I read recently an article by Dr. Francine Shapiro concerning combat veterans suffering from untreated PTSD, the impact this had on their children and the hope of undoing or preventing such damage in the future because of a psychotherapy called EMDR.
My dad was a combat veteran. During WWII he commanded a B-29 Superfortress on bombing missions over Japan. On one of those missions dad’s plane was shot down and they had to ditch (a controlled landing of a distressed aircraft on water) into the Sea of Japan. One of his men was killed on impact; the rest escaped as the plane sank.
In the distance, as Japanese destroyers were growing ever closer while executing a patterned search for the downed fliers, dad and his crew were silently spirited to safety, below the surface of the water, when they were rescued by the submarine USS Ronquil. Meanwhile, back on the base, back at Isley Field on the Island of Saipan, dad’s longtime regular crew, flying that one mission aboard another B-29 to help orient a new pilot, crashed on takeoff killing all aboard.

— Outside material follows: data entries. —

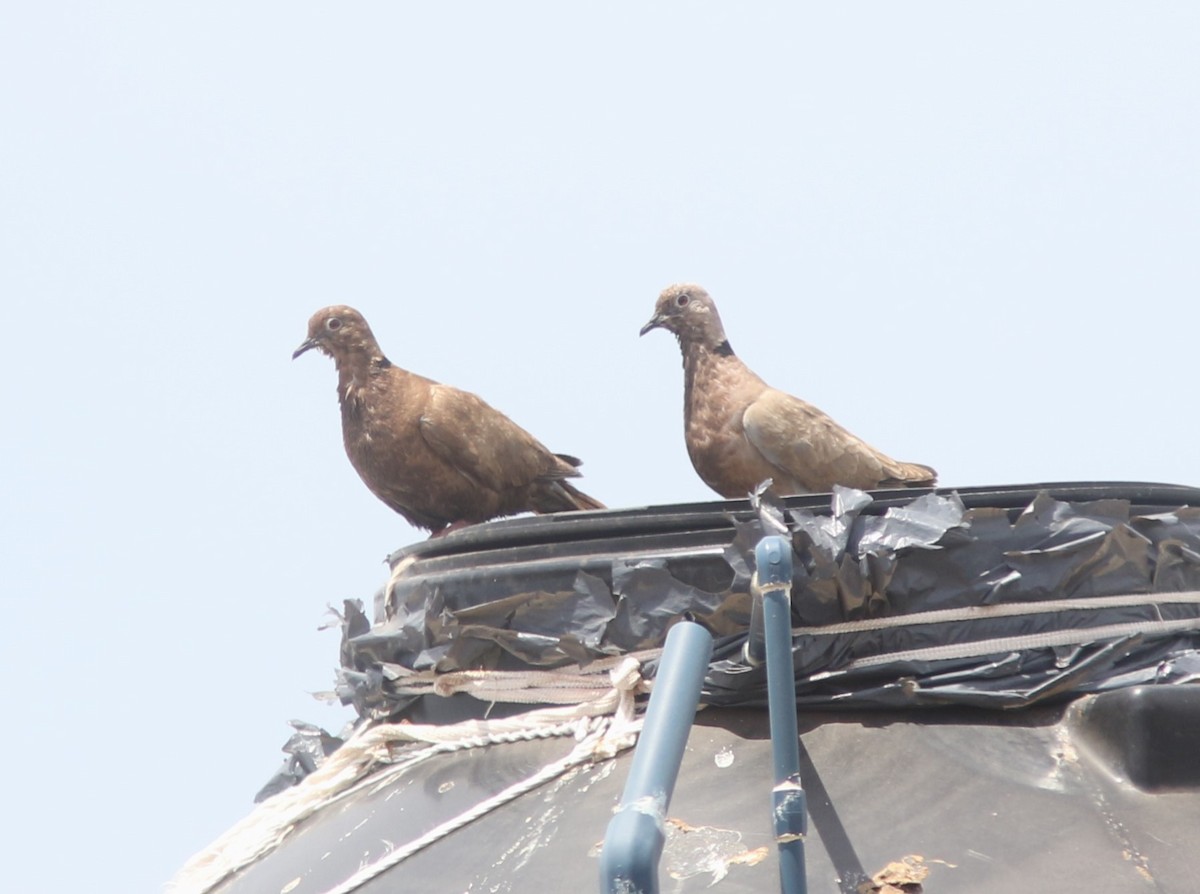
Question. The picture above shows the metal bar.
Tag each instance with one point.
(773, 585)
(633, 844)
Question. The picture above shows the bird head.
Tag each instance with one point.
(688, 311)
(339, 331)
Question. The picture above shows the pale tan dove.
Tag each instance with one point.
(741, 431)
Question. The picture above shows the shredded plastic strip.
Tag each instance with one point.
(348, 768)
(1003, 610)
(1035, 641)
(586, 751)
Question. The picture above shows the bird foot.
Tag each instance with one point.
(450, 528)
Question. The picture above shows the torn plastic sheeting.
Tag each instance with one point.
(931, 553)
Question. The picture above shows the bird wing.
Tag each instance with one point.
(483, 444)
(808, 445)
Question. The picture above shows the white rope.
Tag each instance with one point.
(347, 769)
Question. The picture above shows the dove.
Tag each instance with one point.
(439, 456)
(741, 431)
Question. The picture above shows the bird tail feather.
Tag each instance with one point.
(912, 474)
(564, 497)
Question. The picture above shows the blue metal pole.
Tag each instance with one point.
(633, 844)
(773, 558)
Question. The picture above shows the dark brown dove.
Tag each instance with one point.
(439, 456)
(741, 431)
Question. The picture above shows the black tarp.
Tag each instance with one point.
(901, 600)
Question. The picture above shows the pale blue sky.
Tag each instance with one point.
(971, 232)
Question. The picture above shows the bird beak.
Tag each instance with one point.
(655, 322)
(306, 345)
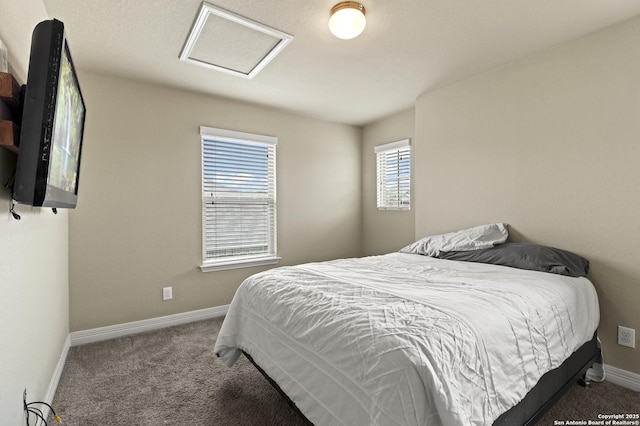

My dad spoke very little about his time at war. Like a lot of his cohorts he attempted to cope with his memories of war by avoiding them; this had a deep and lasting negative impact on our family. I understand now that my dad was trying desperately to stay in control of his emotions and his functioning so he could meet his responsibilities as husband, father & employee. Dad’s (understandable) but problematic method of coping with the unspeakable violence, helplessness and loss of war allowed him to show up for his duties at home and in the office. Decades ago there was no clearly identified treatment for his condition. Most of those guys just learned to SUCK IT UP! (This came at the cost of their emotional lives).
Today, the warriors returning from Iraq and Afghanistan carry with them many of the same types of emotional wounds that my father bore. Fortunately, there is now available, an effective treatment for these wounds – EMDR (Eye Movement Desensitization and Reprocessing). EMDR treatment offers these veterans a post-deployment life free from the emotional minefield which is so characteristic of PTSD. Consequently, it also offers them (and us) the possibility that their children may be raised without the negative emotional and physical aftermath that is typically the legacy of a parent with untreated PTSD.